Il n’y a qu’à voir Tristan Mendès France ou encore Rudy Reichstadt. En voilà deux dont on regrette qu’ils ne pratiquent pas le silence, tant ils aiment s’appesantir sur les liens entre Trump et Epstein malgré les disputes documentées des deux hommes. Pourquoi ne pas parler des liens entre Epstein et deux juifs venus de la gauche libérale israélienne, parfaitement suprématistes : Ehud Barak, qui avait envie de grand-remplacer les séfarades par des Russes bien gaulées, et Alan Dershowitz, professeur à la Harvard Law School… Tout le monde se souvient à quoi ressemblait le prestigieux campus américain au lendemain du 7 octobre. On peut se demander sans chercher un complot de quelles dérives humaines vient la débâcle de la pensée dans un lieu aussi prestigieux. Mais non, l’important, c’est de dire qu’il n’y a pas de réseaux de puissants… ni de noms caviardés, évidemment !
Des anticomplotistes complotistes
Je ne connais pas un juif qui, depuis la sortie de ces dossiers, ne soit pas horrifié par le contenu, non en tant que juif, mais en tant qu’humain. Soutenir les juifs quand on ne l’est pas nécessite de se demander comment ne pas mettre en danger la communauté qu’on prétend défendre. Sofia Haram (que j’aime beaucoup par ailleurs), en tête, parle de l’affaire Epstein comme du point G des complotistes. Qui donc a relayé sa tribune ? Les antisémites, ravis de voir une judéophile refuser de penser sous prétexte de défendre la communauté juive.
Un diplomate français pincé pour avoir transmis des dossiers confidentiels et visionné des vidéos pédopornographiques ? Il a servi sous Tsahal, c’est forcément un coup de l’Iran. La logique voudrait que Tsahal ouvre une enquête sur ce qu’il a bien pu faire pendant son service militaire. Peut-être que c’est déjà fait.
Oui, mais « les Rothschild », ya les Rothschild !
Si les Rothschild sont la cible régulière de complotistes en tout genre, ce n’est pas seulement parce qu’ils sont juifs, mais parce qu’ils sont identifiables à travers les siècles. N’y aurait-il pas un vilain petit canard dans cette famille (pas ladite Ariane, s’il vous plaît…) pour subventionner une saga sur leurs succès et leurs déboires, leurs jalousies, leurs amours, les concurrences entre les banques Rothschild ? Y aurait-il quelqu’un pour les peindre tels qu’ils sont, simplement humains ? Après Les Grandes Familles (Maurice Druon / Audiard) retraçant la saga de la famille Schoudler, Les Thibault de Roger Martin du Gard, Succession (HBO) et Dynastie (Netflix), il est peut-être temps de raconter « Les Rothschild » pour le meilleur et pour le pire.

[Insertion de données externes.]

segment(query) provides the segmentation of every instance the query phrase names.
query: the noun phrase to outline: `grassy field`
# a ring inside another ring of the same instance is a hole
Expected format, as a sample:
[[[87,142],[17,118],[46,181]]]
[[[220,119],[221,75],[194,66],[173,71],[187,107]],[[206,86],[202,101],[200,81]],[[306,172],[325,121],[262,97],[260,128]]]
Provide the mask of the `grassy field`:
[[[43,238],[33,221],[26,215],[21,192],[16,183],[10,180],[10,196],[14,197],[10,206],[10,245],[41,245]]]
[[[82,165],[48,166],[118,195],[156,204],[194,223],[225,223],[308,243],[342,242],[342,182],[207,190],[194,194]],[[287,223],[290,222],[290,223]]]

Le trafic d’êtres humains sous le complot
Mais que faire de toute cette sordide histoire mêlant réseautage, délits d’initié, soirées mondaines, mécénat contre échanges de jeunes femmes, et trafic d’êtres humains (prostitution de mineures et maternité pour autrui), au milieu de laquelle quelques-uns s’acharnent sur des noms juifs ?

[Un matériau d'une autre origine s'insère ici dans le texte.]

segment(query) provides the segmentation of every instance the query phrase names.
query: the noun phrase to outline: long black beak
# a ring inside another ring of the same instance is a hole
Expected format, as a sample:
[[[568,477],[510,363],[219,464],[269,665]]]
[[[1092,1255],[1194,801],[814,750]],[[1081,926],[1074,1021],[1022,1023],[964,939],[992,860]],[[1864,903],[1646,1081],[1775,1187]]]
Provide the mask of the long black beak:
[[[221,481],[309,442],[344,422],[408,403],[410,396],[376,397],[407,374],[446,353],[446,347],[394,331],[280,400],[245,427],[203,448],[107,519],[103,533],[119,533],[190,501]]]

Laisser la justice faire son travail, dirait un anticomplotiste. Si elle se décide à le faire. Car, selon Marianne, la justice française serait en possession de plus de 4500 e-mails depuis 2019, sans jamais avoir enquêté sur quoi que ce soit. La justice française est, dans ce cas, coupable d’alimenter le complotisme.
Laisser les journalistes informer ? S’ils se décident de le faire. Car parmi les silences, il y a le mien sidéré, quand un ami intelligent m’a répondu : « Si ce que tu dis est vrai, pourquoi la presse n’en parle pas ? » La presse en parle quand on décide de s’informer. L’immense majorité des gens n’ont pas le temps. Pour eux, grâce aux anticomplotistes, l’affaire Epstein, et ses faits, sont devenus, de façon pavlovienne, synonymes de complotisme.